Könnte Ihre Kleidung eines Tages aus Brotresten bestehen?

Vielleicht dank der Magie des Pilzes.

Brot hat viele Verwendungszwecke: Die Plattform für ein Sandwich, der Vorläufer einer Mahlzeit, eine Füllklammer für sich. Aber ein Labor an der Universität von Borås in Schweden denkt über den Tellerrand hinaus. Als Reaktion auf die Menge an Brotprodukten, die jedes Jahr in schwedischen Supermärkten verschwendet werden, untersuchen Wissenschaftler die Möglichkeit, alte Stücke klebrigen Abfalls in Garn umzuwandeln.

„Brotabfälle gehören zu den größten Abfällen von Lebensmitteln, die den höchsten ökologischen Fußabdruck von großen Supermärkten in Schweden aufweisen“, sagt Akram Zamani, Dozent für Ressourcenrecycling an der Universität. Andererseits wächst die globale Textilproduktion aufgrund der Erhöhung der globalen kollektiven Kaufkraft weiter.“ Zamani und ihr Team versuchen, beide Probleme - die Überproduktion von Brot und nicht nachhaltigen Stoffen - zu lösen, indem sie sie kombinieren.

„Wir beziehen die Brotabfälle aus einem lokalen Supermarkt in Borås“, sagt sie. „Dies ist das Brot, das ohne Plastikverpackung frisch verkauft wird.“

Der Prozess beginnt damit, dass alle Arten von überschüssigem Brot zusammengemischt werden - Sauerteig und Pumpernickel funktionieren genauso gut - und alles in einen Bioreaktor gegeben wird, um daraus eine spezielle Art von Pilz zu züchten. „Brot ist ein sehr gutes Substrat für die Kultivierung von Fadenpilzen. Der Pilz wächst auf Brotresten und wir bekommen Pilzbiomasse “, sagt Zamani. Die Forscher trennen dann die faserigen Pilzzellwände von den Proteinen.

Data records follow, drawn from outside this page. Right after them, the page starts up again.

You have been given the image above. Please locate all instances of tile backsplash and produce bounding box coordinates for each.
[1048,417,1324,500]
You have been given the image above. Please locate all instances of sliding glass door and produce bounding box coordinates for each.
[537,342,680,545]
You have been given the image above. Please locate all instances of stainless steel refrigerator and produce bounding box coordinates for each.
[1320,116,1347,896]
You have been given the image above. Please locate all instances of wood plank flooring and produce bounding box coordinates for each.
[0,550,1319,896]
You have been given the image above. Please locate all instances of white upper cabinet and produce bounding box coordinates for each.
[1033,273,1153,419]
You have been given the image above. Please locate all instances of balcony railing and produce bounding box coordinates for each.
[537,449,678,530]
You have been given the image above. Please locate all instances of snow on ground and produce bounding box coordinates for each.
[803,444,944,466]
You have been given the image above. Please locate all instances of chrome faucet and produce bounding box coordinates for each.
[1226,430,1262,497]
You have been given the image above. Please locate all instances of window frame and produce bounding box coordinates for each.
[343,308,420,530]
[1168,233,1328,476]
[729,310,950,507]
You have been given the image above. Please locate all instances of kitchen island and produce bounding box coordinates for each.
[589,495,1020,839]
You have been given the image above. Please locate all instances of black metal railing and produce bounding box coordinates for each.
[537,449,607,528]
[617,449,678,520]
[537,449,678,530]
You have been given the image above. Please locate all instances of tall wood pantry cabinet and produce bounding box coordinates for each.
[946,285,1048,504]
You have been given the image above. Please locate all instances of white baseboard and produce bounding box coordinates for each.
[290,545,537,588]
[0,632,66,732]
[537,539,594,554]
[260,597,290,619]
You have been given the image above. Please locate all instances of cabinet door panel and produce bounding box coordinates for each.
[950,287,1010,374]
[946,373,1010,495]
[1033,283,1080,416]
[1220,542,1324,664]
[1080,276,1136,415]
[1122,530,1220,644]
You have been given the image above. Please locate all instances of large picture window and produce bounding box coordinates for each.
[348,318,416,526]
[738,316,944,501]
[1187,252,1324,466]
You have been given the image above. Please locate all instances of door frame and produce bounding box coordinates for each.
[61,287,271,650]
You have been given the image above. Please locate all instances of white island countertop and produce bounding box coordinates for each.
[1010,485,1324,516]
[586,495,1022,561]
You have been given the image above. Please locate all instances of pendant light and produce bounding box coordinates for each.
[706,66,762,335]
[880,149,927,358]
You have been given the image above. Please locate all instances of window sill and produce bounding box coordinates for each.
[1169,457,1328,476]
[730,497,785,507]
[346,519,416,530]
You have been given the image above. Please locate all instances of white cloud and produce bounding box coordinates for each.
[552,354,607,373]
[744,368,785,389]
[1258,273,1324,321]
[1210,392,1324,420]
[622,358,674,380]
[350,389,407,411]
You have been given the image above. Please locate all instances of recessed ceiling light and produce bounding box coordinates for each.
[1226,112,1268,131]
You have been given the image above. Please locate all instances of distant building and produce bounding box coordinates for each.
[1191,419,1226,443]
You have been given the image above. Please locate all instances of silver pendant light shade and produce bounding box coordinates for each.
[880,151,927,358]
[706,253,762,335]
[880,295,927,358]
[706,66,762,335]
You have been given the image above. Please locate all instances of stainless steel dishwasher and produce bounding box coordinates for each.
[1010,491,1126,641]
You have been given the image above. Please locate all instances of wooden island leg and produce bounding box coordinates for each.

Die Proteine ​​können in Tierfutter gelangen, und die Biopolymere in den Zellwänden können zu einem Textil versponnen werden. Die Forscher glauben, dass diese Fäden in Zukunft am erfolgreichsten für die Herstellung von Vliesstoffen wie Filz sind. Und wenn der Stoff das Ende seines Lebenszyklus erreicht, kann er kompostiert werden. Jetzt arbeiten sie daran, die Qualität des fadenförmigen Pilzgarns aus Brotabfällen zu verbessern.

„Die Textilindustrie verbraucht viele Ressourcen und gefährliche Chemikalien“, sagt Zamani und setzt sowohl auf Kunststoffe als auch auf Baumwolle (eine der durstigsten Kulturen der Welt). „Textilien sind im Allgemeinen schwer zu recyceln. Daher sind erneuerbare Fasern, die einem biologischen Recycling unterzogen werden können, sehr gefragt. “

Mehr gefragt als ein leckeres Frühstück mit French Toast oder wunderbar gewürzten Croutons? Ja, wahrscheinlich.